By August 1, 20133 Comments

Today’s blog is being delivered to you with sneaker-clad feet on desk, roll-up jeans crossed, ironic T-shirt displayed and topped off with trendy beanie hat supporting the weight of industrial size headphone cans.

Well not quite, but I’m not exactly in a suit, and this is Britomart, so you could almost believe me, right?

For a couple of years now I’ve been meaning to write a post about the growing trend of “Casual Fridays” pervasively insinuating it’s way into the previously austere and formal world of recruitment.  But thinking about it now, it wouldn’t make much of a debate nowadays would it?  If you’re working for a company that doesn’t allow at least “business casual” on Fridays then you’d be in the minority, certainly in New Zealand anyway.  It was a little over two years ago that I wrote an obituary to the knotted tie in recruitment – and even that provoked a number of comments suggesting I was wrong… But hey, today is Friday, we’re working in recruitment, and how many of you are wearing a tie to work today…?

Exactly.

And then earlier on this week I learned that a large ICT recruiting specialist have introduced a “no suit required” policy into their New Zealand operation.  Now that is taking things a significant step further.  But it was pretty hard to argue with the logic.  Most of their client and candidate base don’t wear suits anymore either.  It could in many ways detract from the impact of your pitch or sale if you are regarded by the client as being overtly formal, particularly in the tech sector I would wager.  But recruitment was reared up out of servicing the Chartered Accounting sector of the 1980’s and mirroring the sharp, dark suits of that big end of town made plenty of sense.  Back then it did, anyway.
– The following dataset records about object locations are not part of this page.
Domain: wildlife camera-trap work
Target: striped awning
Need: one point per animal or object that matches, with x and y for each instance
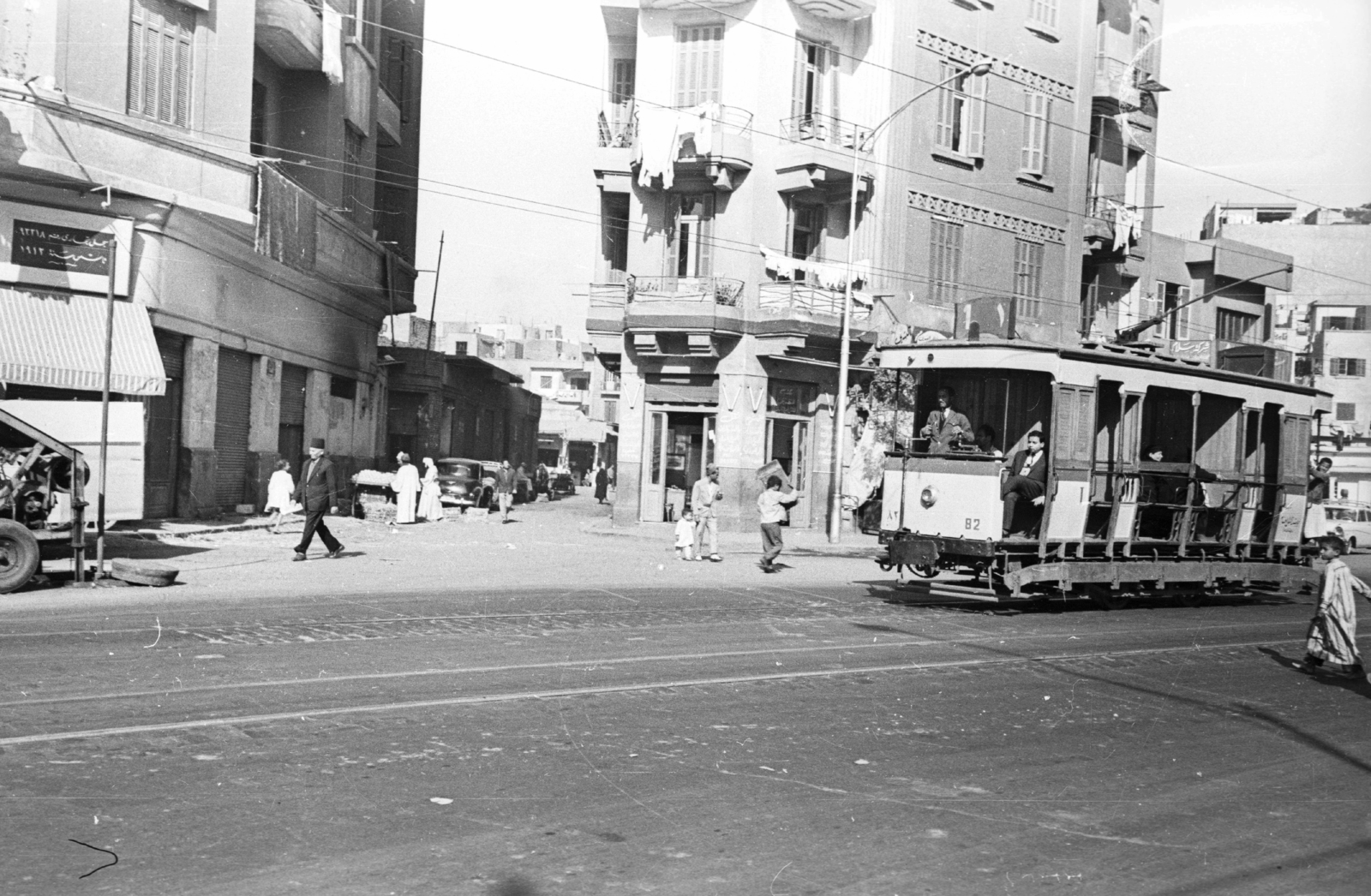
(58, 342)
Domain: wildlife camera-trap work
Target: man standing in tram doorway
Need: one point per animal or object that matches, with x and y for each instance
(319, 493)
(1027, 478)
(946, 427)
(703, 499)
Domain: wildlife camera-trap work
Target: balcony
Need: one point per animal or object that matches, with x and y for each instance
(712, 141)
(699, 304)
(291, 32)
(1112, 225)
(819, 151)
(302, 232)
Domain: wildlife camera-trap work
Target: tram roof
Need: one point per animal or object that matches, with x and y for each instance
(1081, 366)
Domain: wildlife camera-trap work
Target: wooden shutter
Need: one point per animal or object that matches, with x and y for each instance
(946, 107)
(977, 132)
(1035, 132)
(698, 64)
(797, 98)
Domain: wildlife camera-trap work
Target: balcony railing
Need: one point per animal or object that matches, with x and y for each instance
(792, 296)
(723, 290)
(609, 295)
(826, 129)
(617, 128)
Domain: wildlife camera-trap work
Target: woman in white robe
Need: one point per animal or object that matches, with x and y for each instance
(406, 487)
(431, 502)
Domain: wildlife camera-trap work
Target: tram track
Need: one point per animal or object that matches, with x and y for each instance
(632, 666)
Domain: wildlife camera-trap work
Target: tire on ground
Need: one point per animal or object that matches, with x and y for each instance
(18, 555)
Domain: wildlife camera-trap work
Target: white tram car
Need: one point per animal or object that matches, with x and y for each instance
(1224, 510)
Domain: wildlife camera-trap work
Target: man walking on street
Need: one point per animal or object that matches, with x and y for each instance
(703, 499)
(317, 493)
(771, 507)
(505, 482)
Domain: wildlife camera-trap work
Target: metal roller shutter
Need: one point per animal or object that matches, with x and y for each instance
(232, 418)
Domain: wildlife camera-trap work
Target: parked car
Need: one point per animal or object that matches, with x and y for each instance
(464, 482)
(561, 481)
(1347, 519)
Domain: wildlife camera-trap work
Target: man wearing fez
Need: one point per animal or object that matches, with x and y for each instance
(319, 493)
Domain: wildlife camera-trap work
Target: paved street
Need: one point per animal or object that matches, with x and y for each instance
(541, 708)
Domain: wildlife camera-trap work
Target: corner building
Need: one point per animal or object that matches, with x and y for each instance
(971, 212)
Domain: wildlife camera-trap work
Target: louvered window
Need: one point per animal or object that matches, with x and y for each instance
(699, 64)
(1037, 114)
(161, 36)
(961, 111)
(943, 260)
(1028, 278)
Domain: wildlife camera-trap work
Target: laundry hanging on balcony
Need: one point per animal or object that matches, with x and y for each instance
(829, 274)
(662, 133)
(331, 61)
(1128, 226)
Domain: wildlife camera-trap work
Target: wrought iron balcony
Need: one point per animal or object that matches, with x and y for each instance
(723, 290)
(788, 297)
(824, 129)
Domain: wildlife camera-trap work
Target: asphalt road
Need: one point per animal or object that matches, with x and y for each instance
(715, 733)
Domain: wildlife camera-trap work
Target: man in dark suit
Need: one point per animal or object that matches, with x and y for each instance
(946, 427)
(319, 493)
(1027, 478)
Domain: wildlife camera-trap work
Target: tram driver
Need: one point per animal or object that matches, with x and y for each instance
(1027, 478)
(946, 427)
I get the sense that this loosening of formalities in recruitment is a movement still in its infancy though.  No doubt many will be aghast at this firm’s sartorial flippancy when it comes to dealing with people’s careers and very livelihoods.  But not me.

There is a groundswell of popular opinion that recruitment as a practice, as an art, is moving further and further away from the school-matronly confines of the wider HR function and is forging its’ own identity and independence in a blazing trail towards the marketing department.  Running a recruitment process for jobs that are easy to fill and attract large volumes of applicants isn’t really recruitment anymore.  It’s administration and any myopic old HR function can run it.

Contemporary recruitment is the art of attracting, engaging, persuading, coaxing, assessing, negotiating, on-boarding and retaining.  Now that is where the future of recruitment is heading, and that is what advertising and marketing is all about.  And we all know what those hipsters like to look like at work.

So it shouldn’t come as much surprise that along with shifts in recruitment thinking and reporting lines, our battle attire is shifting in the same direction.  But be honest with yourself.  Are you donning a suit every day out of some obscure nod towards “respecting” your candidate’s precarious employment position?  Or is it more a suit of armour to hide the fact your level of industry expertise doesn’t justify the fee you’re charging?

Jonathan Rice

MD at New Zealand rec-to-rec firm Rice Consulting and co-founder of on-demand recruiter offering Joyn. Recruitment agitator and frustrated idealist, father of two, husband of one, and lover of all things Arsenal and crafty beer.

3 Comments

  • Mike says:

    There has definitely been a change out here in the wild west of WA… between Monday and Thursday the CBD is an army of white and blue shirted foot soldiers, not many ties (or suit jackets) to be seen really. On Friday the battle attire changes to ‘casual Friday’, jeans as far as you can see, very few suits, and not a tie in sight!
    Very different from when I started with a large global corporate the ties a must, I believe they still have this policy in this day. My view is that you dress as your clients dress – you can sport the young corporate recruiter a mile off with their suit, shirt, tie and black folder on the way to see their client.

  • Patrick says:

    I for one love the ease of decision making that goes with wearing a suit. I struggle to find halfway decent mufti for casual friday let alone having to do it 5 days a week. A couple of years ago, having embraced the no-tie movement went back to wearing a tie for the majority of the time. It as a perosnal, not corporate choice and one very much about personal brand. Having said that as a more callow youth I did enjoy three-peice suits because you get get away with ironing just the collar and sleeves of your business suit.

  • Adrian says:

    The only time I have to put a tie on is when my son needs it done for school, normally as a result of one of his friends pulling on it and ruining his noose.

    I also work a lot from home, so clothes are irrelevant (yes, I do wear some). Generally in deciding on what to wear on other days, I consider whom I am going to meet, and wear something appropriate for that. As I largely work with Accountants who still wear a suit, then so would I, but sans tie.

    The old saying that you only get one chance of creating a first impression still rings true, so this is probably the best way to make your decision on what to wear for that important meeting.